Re: [patch 2/2] MM: allow per-cpu vmstat_threshold and vmstat_worker configuration

From: Marcelo Tosatti
Date: Mon May 15 2017 - 15:16:16 EST


On Fri, May 12, 2017 at 11:57:15AM -0500, Christoph Lameter wrote:
> On Fri, 12 May 2017, Marcelo Tosatti wrote:
>
> > > What exactly is the issue you are seeing and want to address? I think we
> > > have similar aims and as far as I know the current situation is already
> > > good enough for what you may need. You may just not be aware of how to
> > > configure this.
> >
> > I want to disable vmstat worker thread completly from an isolated CPU.
> > Because it adds overhead to a latency target, target which
> > the lower the better.
>
> NOHZ already does that. I wanted to know what your problem is that you
> see. The latency issue has already been solved as far as I can tell .
> Please tell me why the existing solutions are not sufficient for you.

We don't want vmstat_worker to execute on a given CPU, even if the local
CPU updates vm-statistics.

Because:

vmstat_worker increases latency of the application
(i can measure it if you want on a given CPU,
how many ns's the following takes:

schedule_out(qemu-kvm-vcpu)
schedule_in(kworker_thread)
execute function to drain local vmstat counters to
global counters
schedule_out(kworker_thread)
schedule_in(qemu-kvm-vcpu)
x86 instruction to enter guest.
(*)

But you can see right away without numbers that the sequence
above is not desired.

Why the existing solutions are not sufficient:

1) task-isolation patchset seems too heavy for our usecase (we do
want IPIs, signals, etc).

2) With upstream linux-2.6.git, if dpdk running inside a guest happens
to trigger any vmstat update (say for example migration), we want the
statistics transferred directly from the point where they are generated,
and not the sequence (*).

> > > I doubt that doing inline updates will do much good compared to what we
> > > already have and what the dataplan mode can do.
> >
> > Can the dataplan mode disable vmstat worker thread completly on a given
> > CPU?
>
> That already occurs when you call quiet_vmstat() and is used by the NOHZ
> logic. Configure that correctly and you should be fine.

quiet_vmstat() is not called by anyone today (upstream code). Are you
talking about task isolation patches?

Those seem a little heavy to me, for example:

1)
"Each time through the loop of TIF work to do, if TIF_TASK_ISOLATION
is set, we call the new task_isolation_enter() routine.

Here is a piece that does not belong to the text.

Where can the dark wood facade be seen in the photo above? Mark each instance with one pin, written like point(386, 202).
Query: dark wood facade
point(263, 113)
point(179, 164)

This
takes any actions that might avoid a future interrupt to the core,
such as a worker thread being scheduled that could be quiesced now
(e.g. the vmstat worker) or a future IPI to the core to clean up some
state that could be cleaned up now (e.g. the mm lru per-cpu cache).
In addition, it reqeusts rescheduling if the scheduler dyntick is
still running."

For example, what about

static void do_sync_core(void *data)
on_each_cpu(do_sync_core, NULL, 1);

You can't enable tracing with this feature?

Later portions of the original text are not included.